Current Private Equity Market in Covid environment vs. 2008-2009 Recession?
Bain & Company, a specialized global consultant to the private equity ("PE") industry, feels the PE market will behave more favorably in this current Covid environment versus the 2008-2009 global financial crisis ("GFC").
- Credit markets have tightened, but not frozen.
- Banks are generally putting new lending on hold as they focus on working with existing borrowers to avoid default.
- PE Funds have roughly $2.5T in uncalled capital that needs to be invested, with more than 3 times AUM compared with 2008 that can fill some of the lending gaps left by banks.
- With public markets somewhat depressed and potential corporate buyers holding onto cash, PE Funds may be positioned to buy assets coming up for sale.
- Exits will likely drop as holding periods are extended while sellers wait for markets to recover, but not as steeply as in 2008.
- Institutional investors that went through the GFC are more likely to remain confident in PE investing and understand the importance of vintage-year diversification during a downturn, as a result fundraising declines due to Covid may be less severe than 2008.
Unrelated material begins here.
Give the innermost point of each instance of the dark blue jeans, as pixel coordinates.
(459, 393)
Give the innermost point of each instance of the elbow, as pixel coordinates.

Key Factors to PE Success Now
Key factors in successful PE activity in and after Covid environment will include:
- Sector expertise.
- Ability within a given sector to quickly recognize and act on emerging trends to capture the most gains.
- Digitalization of the entire investment value chain.
- Customer service/retention.
PE Challenges and Potential New Strategies1
The long-term outlook for PE business services is pretty strong. Current potential challenges include:
- asset price multiples are still at record levels, indicating investors will need additional sources of upside going forward,
- many key sectors are well along their market penetration curves, indicating the pace of growth may soften over time unless new revenue sources are found.
Taken together, these issues mean creating the kind of value PE investors have become accustomed to will require new strategies.
- Business service deals have relied largely on revenue growth, often through mergers and acquisitions, and multiple expansion. As this becomes harder, especially in a slowing economy, business fundamentals and margin management become more important to improve cash flow and generate returns.
- Many companies will have good opportunities to build value through reworking cost structures and improving how services are delivered. Attention can be placed on more fully integrating acquisitions and IT systems, marketing opportunities across platforms, digitalization, improving efficiencies and the customer service experience.
- Staying on the cutting edge of demand trends to take advantage of possible new market opportunities within each given specialty; by customer segment and with geographical competition.